Early Weeknd songs were atmospheric and chilly, their thick narcotic haze sliced by his broken-glass falsetto. The lyrics were an addiction counselor’s worst nightmare: pills, pain, shame, serotonin, danger. He and his crew posted three songs on YouTube and started spamming their friends on Facebook, then watched the play counts slowly climb. “I don’t know how many it actually was, but it felt like a million,” Tesfaye says. “Five hundred plays? Holy shit!” Toronto being a small town in some ways, the songs were heard by Drake’s manager, Oliver El-Khatib, who posted them to the OVO blog, where they promptly blew up. “Apparently, Drake wasn’t even fucking with it at first,” Tesfaye says today. “Oliver was the one vouching for me.”

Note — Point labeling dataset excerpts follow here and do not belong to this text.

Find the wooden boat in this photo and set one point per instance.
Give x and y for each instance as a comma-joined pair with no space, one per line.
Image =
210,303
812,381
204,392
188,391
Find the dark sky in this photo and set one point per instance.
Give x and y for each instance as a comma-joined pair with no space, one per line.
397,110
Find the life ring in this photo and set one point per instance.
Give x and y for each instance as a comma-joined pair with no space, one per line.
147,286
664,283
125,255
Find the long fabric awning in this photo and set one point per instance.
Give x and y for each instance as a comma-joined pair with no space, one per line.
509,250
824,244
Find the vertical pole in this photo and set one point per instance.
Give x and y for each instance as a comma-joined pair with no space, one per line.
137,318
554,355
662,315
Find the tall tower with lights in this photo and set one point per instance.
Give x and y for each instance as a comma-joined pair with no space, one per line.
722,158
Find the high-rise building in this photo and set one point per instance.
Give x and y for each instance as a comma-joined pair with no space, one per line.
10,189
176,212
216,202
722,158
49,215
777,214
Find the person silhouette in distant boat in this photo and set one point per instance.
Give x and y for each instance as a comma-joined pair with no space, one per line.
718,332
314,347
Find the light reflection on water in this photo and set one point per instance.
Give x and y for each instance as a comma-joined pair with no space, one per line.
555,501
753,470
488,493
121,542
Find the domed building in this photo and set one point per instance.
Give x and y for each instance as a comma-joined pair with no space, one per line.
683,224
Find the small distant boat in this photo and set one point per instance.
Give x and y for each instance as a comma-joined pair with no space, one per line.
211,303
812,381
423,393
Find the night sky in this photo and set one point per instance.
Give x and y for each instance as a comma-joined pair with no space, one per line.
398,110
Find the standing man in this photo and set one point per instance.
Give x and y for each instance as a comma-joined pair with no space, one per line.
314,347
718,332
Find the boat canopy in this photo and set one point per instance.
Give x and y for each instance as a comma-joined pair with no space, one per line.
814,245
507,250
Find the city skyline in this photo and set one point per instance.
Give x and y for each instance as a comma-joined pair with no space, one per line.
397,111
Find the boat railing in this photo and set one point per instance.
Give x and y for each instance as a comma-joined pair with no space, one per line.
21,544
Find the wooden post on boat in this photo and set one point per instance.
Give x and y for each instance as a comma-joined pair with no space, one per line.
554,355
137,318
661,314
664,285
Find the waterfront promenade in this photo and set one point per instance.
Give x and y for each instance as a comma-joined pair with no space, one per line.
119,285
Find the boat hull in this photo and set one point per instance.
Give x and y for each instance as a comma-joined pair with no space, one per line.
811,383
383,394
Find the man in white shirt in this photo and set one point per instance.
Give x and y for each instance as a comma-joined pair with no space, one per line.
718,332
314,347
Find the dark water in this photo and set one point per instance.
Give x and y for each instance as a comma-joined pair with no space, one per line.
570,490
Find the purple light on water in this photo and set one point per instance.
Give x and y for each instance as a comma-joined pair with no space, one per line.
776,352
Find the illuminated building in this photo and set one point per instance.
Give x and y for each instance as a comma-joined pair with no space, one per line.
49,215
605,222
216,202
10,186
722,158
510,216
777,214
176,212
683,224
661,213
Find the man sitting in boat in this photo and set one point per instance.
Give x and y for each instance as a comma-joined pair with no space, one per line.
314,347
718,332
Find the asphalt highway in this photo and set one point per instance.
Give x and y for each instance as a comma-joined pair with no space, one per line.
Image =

The then-anonymous Tesfaye declined all interviews. In part, it was because he worried he wasn’t well-spoken enough: A high school dropout, he used to do crossword puzzles to improve his vocabulary, and to this day, he often wishes he were more articulate. “Me not finishing school — in my head, I still have this insecurity when I’m talking to someone educated,” he says. “I don’t want them looking at me like this fucking retard — no disrespect.” For months, no one even knew if the Weeknd was a person or a group. That’s when Tesfaye realized he “could run with the whole enigmatic thing,” he says now. “If it backfired, I probably would have been doing interviews. But people were kind of liking me being a fucking weirdo.”
The three free mixtapes that followed — House of Balloons, Thursday and Echoes of Silence (all later repackaged and sold as Trilogy) — made him a darling of indie circles, and Tesfaye isn’t shy about praising them. “I probably could have toured off Trilogy for the rest of my life,” he says. “It definitely changed the culture. No one can do a trilogy again without thanking the Weeknd. A lot of artists started doing things faster and quicker after that: Justin Timberlake dropped two albums in a year, Beyoncé dropped a surprise album.” He’s equally proud of the music itself: “I’m not gonna say any names, but just listen to the radio. Every song is House of Balloons 2.0.”